そして、黒い舌をベロンと伸ばして赤い呪符をめくり上げると、鬼の牙を晒しながらトンビの腹にかぶりついた。
「……ガウゥウ」
役小角の背後に立つ緑の呪符の大男が、トンビをむさぼる前鬼を恨めしそうに見つめながら、ボタボタとよだれを地面に垂らした。
「後鬼よ、こいつは前鬼の獲物じゃ。石を投げて仕留めるのをおぬしも見たであろう」
役小角は呆れたように言うと、グチャグチャと音を立ててトンビを喰らう前鬼を、後鬼は歯噛みしながら睨みつけた。
「しかし、このような日を迎えることになろうとは──かかか。

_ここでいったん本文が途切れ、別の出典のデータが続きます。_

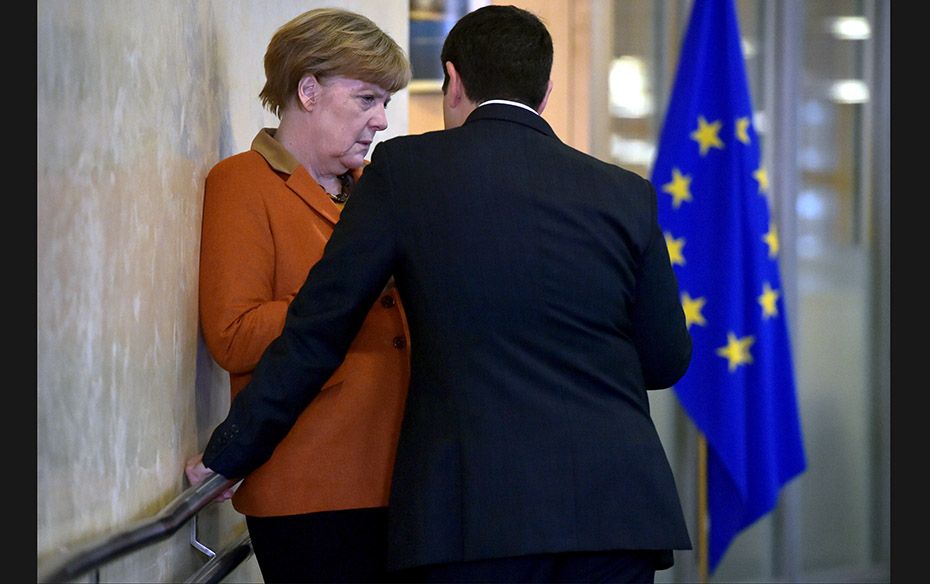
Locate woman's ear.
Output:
[297,75,320,111]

まったく、長生きというのはしてみるものですわいのう」
白い眉毛を眉間に寄せながら役小角は呟くと、足元に落ちている赤い鞠を見下ろした。
「桃の娘。おぬしに罪はないが……仕方ありますまいの。それが"千年大空華"なのだから──」
いまだ鼻腔に残る桃姫の髪から匂った不思議な桃の香りは、満面の笑みを浮かべた役小角の脳裏に、24年前の桃太郎との日々を鮮明に蘇らせるのであった。